However, the extensive integration of the “Internet+” strategy and advanced information technologies, including mobile Internet, wireless sensing networks, Internet of Things, and cloud computing, has exerted unprecedented effects on consumer behavior and has raised new user requirements, thereby leading to new product types and intense market competition. In addition, high and new technologies promote the rapid emergence of new consumer electronic products. Intelligent production enables online production to keep abreast of offline production, subjects the traditional consumer electronics industry to the catfish effect, and intensifies the global competition in the consumer electronics industry. Therefore, the core competitive advantage of consumer electronics enterprises and the international competitiveness of the consumer electronics industry must be enhanced.

The competition among consumer electronics enterprises revolves around supply chains. From the perspective of performance, the formation and source of supply chain competitive advantage depend on the operational efficiency and effectiveness of supply chains, the essence of which is the supply chain value creation system. The differences in supply chains and their competitiveness depend on the differences in supply chain value creation systems [3].

Traditional value creation theory contends that value is independently created by enterprises, whereas customers are the consumers of value [4, 5]. However, the theory of value cocreation fundamentally subverts the traditional value creation logic by indicating that a producer is not the sole value creator; that is, consumers can also create value [6, 7]. Consumers can create value in production and consumption [7]. However, the theory of value cocreation constantly expands toward the outer periphery of supply chains in practice. Some main value creation bodies excluded from supply chains tend to participate in supply chain value creation in different forms and exert an unexpected effect; specifically, these value creation bodies participate in open innovation [8], government policies and regulation [9, 10], and guidance of industry associations [11].

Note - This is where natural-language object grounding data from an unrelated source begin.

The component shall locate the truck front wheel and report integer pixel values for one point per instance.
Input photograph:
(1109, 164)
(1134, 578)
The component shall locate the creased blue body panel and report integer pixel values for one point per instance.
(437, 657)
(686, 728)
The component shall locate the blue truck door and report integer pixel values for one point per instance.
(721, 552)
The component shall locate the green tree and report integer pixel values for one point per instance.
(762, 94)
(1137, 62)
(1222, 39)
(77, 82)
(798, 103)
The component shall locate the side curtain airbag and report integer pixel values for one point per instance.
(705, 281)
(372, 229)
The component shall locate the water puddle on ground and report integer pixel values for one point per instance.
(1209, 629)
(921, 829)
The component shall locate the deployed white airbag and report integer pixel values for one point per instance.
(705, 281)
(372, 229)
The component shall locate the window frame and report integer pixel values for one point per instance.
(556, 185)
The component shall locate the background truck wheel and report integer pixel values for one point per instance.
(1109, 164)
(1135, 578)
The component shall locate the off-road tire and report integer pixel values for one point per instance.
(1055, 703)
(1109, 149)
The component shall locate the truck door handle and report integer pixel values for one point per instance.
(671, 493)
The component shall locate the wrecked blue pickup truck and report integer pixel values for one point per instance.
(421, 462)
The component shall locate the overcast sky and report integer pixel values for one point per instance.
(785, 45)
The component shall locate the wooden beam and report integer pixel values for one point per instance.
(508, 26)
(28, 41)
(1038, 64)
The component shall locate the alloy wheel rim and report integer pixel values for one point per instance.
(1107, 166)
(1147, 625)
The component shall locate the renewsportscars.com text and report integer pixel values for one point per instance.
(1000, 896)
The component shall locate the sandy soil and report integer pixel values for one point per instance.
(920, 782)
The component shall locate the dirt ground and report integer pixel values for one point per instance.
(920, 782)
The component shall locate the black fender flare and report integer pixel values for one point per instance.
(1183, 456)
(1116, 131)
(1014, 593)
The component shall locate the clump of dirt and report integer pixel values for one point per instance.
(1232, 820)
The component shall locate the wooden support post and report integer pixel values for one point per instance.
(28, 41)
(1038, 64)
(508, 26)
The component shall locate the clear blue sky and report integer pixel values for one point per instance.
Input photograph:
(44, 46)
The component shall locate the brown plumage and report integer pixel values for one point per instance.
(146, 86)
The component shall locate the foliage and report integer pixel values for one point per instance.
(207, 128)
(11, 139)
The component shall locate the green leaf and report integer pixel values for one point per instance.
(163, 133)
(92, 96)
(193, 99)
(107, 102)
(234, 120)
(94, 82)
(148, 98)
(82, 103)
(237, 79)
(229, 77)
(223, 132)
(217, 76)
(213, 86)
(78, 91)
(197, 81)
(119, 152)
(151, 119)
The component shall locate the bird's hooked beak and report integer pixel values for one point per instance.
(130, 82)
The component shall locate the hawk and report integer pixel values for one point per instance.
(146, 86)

From the perspective of the supply chain structure, different value creation bodies represent the contradiction between a traditional value creation idea and the theory of value cocreation either in a broad sense or in a narrow sense. The theory of value cocreation is a redeconstruction of the original supply chain value creation body, which transforms from the original single-value creator enterprise into one in which two value creators, namely, enterprises and consumers, or multiple value creators are involved. Therefore, the changes in value creators inevitably lead to different views on the value creation method. These changes also result in the differences in supply chain value creation systems.

Many scholars have considered consumers as supply chain value creators. Xiao et al. [12] considered that, under the e-commerce situation, the partner-based supply chain should be transformed into a consumer-oriented supply chain; they also suggested that consumers are the future and end of supply chain value creation. Meng et al. [13, 14] adopted a new prosumer model and mathematical models to conduct a series of studies and determined that the alliance of consumers and enterprises can improve supply chain value. Huang et al. [15], Cavalieri and Pezzotta [16], and Zhen [17] introduced consumers into the service-oriented manufacturing supply chain management system and turned them into “coproducers”; specifically, they provided production services and service-oriented production activities to maximize and increase customer value and enterprise value. Shen [3] noted that the overall value of a supply chain is created by the joint efforts of suppliers, manufacturers, distributors, and consumers. In addition, some off-chain value creators (such as an open innovation body) are incorporated into supply chain value creation systems, as described in some preliminary theoretical studies and practices. Niu [18] used fuzzy mathematics theory, established a factor analysis model, and determined that open innovation exerts a crucial effect on the development of cluster supply chains. Sakamoto et al. [8] contended that enterprises should use open innovation as the key factor to enhance supply chain competitiveness and add value. IBM established the first supply chain innovation center in China to integrate and transform the global supply chain capability of the country by assisting global enterprises [19]. The aforementioned studies are based on the maximization of supply chain value, and they include consumers or other relevant participants into the supply chain value cocreation system. However, these studies fail to explain the microscopic mechanism of supply chain value creators after deconstruction.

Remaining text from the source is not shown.